Kaum neue Modelle, wenig Geld für Investitionen und ein härter werdender Wettbewerb: Nur ein anhaltender globaler Aufschwung kann die Fiat-Chrysler-Allianz über die Zeit retten.
In Europa gelten aktuell und auch in Zukunft die strengsten CO2-Grenzwerte.
Turin/Detroit. Fiat- und Chrysler- Chef Sergio Marchionne wäre ein Platz in den automobilen Geschichtsbüchern sicher: Bringt er die Allianzpartner zurück in die Erfolgsspur, dürfte er als einer der größten Manager in der Autobranche gelten. Er hätte dann geschafft, woran Jürgen Schrempp, Wolfgang Bernhard und Dieter Zetsche gescheitert sind. Scheitert Marchionne bei dem waghalsigen Vorhaben, wird er der Totengräber zweier Traditionsunternehmen sein. Noch demonstriert der Italo- Kanadier Selbstbewusstsein: "Die Allianz von Chrysler und Fiat ist eine Demonstration, wie sich die Autobranche an die neue Realität anpassen muss." Unstrittig ist, dass mit Ausnahme von General Motors kein Wettbewerber schlechter gewirtschaftet hat als Fiat und dessen US-Allianzpartner Chrysler, an dem die Italiener mit 25 Prozent beteiligt sind. "Beide Unternehmen hatten keine andere strategische Option, als zusammenzugehen", so Erich Hauser, Autoanalyst von Credit Suisse. Denn nach Marchionnes eigenem Credo muss ein Autohersteller 5,5 bis sechs Millionen Autos im Jahr bauen, um überleben zu können. Doch es ist die Allianz zweier Sanierungsfälle.

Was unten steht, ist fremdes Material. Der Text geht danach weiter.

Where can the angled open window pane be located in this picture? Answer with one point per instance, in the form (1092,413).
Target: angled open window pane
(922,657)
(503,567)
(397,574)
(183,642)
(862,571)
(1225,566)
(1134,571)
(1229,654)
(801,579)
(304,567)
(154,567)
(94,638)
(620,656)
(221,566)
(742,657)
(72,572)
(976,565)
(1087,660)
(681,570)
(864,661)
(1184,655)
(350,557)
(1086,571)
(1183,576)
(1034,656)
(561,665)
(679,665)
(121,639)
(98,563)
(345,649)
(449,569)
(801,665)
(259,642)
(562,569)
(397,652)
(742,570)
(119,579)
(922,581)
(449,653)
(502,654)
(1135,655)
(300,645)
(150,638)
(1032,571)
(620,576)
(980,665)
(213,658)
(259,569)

Im vergangenen Jahr verkaufte Fiat 2,1 Millionen Pkw und leichte Nutzfahrzeuge der Marken Fiat, Alfa Romeo und Lancia. Während im europäischen Pkw-Geschäft nach Schätzungen der italienischen Bank UniCredit ein Verlust von 616 Millionen Euro anfiel, steuerte Brasilien einschließlich des Nutzfahrzeuggeschäfts fast eine Milliarde Euro Gewinn bei. Chrysler verkaufte 1,2 Millionen Autos und wies einen Nettoverlust von 652 Millionen Dollar aus.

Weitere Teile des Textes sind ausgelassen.